The Korea Economic Research Institute said in its report on Sept. 16 that South Korea’s government spending-to-GDP ratio increased by 1.4 percentage points in the period of 2010 to 2018, the second-highest in the OECD behind Colombia’s 1.8 percentage points. The institute also said that only seven countries showed that trend in the entire group and some fiscal rules to function as a brake are urgently needed for South Korea.

South Korea’s government spending-to-GDP ratio is continuing to increase.

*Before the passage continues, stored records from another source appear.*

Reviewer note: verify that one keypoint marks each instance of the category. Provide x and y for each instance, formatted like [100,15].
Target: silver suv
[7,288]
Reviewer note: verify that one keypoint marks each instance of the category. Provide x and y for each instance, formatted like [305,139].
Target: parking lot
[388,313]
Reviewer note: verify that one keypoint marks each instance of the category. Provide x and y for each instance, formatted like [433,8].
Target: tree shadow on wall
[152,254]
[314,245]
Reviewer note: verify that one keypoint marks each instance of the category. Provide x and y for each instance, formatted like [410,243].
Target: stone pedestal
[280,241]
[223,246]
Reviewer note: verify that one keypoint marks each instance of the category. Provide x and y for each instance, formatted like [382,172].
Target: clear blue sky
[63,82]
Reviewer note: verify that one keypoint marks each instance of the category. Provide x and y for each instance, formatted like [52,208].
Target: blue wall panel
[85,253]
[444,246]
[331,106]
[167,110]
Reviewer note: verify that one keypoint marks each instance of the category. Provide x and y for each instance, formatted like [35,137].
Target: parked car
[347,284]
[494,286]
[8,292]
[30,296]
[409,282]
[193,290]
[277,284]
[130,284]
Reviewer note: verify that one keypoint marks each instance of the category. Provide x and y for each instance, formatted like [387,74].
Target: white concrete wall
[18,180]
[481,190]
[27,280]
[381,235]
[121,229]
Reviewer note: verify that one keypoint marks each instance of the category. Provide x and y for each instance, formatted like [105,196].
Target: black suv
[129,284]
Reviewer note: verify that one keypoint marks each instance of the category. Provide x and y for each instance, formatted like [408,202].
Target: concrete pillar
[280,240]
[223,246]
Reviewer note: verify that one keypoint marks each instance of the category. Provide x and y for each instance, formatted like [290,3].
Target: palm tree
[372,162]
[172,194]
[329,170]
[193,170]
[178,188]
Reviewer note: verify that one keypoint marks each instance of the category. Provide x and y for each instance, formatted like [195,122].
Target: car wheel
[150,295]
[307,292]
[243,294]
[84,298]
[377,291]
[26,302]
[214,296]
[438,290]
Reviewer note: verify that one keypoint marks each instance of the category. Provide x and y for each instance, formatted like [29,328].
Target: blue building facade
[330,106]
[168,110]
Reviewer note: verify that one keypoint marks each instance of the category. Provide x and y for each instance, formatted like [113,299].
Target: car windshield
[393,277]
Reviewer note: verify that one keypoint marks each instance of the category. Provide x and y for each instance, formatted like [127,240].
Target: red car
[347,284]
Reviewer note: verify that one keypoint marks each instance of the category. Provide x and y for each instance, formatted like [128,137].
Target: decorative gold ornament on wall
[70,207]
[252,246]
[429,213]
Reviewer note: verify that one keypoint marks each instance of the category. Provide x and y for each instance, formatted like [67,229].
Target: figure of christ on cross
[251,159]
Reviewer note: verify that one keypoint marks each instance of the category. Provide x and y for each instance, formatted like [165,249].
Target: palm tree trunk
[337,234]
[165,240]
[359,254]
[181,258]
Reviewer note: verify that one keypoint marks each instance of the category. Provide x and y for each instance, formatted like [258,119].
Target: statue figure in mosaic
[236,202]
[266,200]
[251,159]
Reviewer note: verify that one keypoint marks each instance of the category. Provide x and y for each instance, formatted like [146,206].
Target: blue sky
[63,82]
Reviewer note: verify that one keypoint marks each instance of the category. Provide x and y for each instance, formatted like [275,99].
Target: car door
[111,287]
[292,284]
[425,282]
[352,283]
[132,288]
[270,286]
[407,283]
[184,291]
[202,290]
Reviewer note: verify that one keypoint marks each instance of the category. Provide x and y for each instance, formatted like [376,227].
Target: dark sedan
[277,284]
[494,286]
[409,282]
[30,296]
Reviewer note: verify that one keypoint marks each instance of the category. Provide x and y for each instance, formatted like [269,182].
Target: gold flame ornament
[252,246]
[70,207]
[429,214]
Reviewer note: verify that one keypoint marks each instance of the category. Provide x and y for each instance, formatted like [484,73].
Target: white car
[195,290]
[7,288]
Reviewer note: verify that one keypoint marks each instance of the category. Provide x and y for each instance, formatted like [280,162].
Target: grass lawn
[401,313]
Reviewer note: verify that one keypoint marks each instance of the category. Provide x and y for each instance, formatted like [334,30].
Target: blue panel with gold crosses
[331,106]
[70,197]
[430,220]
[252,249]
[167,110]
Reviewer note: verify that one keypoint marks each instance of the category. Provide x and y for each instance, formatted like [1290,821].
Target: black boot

It reached 15.8 percent in 2018, 16.5 percent in 2019 and 18.4 percent in the first half of this year. It already exceeded the levels at which South Korea’s economic growth is maximized (15.6 percent) and its unemployment rate is minimized (18.3 percent).

The Ministry of Economy and Finance, in the meantime, announced on Sept. 1 that South Korea’s national debt-to-GDP ratio for 2024 is estimated at 58.3 percent. The ratio, which already amounts to 43.5 percent, is likely to reach 50.9 percent in 2022. Its fiscal deficit not reflecting social security funds is predicted to amount to 127.5 trillion won in 2024, equivalent to 5.6 percent of the GDP. In other words, the country’s fiscal soundness is already deteriorating.

The OECD announced on Sep. 16 that the South Korean economy would show a negative growth of 1 percent this year. The figure is 0.2 percentage point higher than its June estimate, the highest in the OECD, and the second-highest in G20. However, the upward adjustment has been halved compared to August due to the second wave of COVID-19 that started in the middle of last month.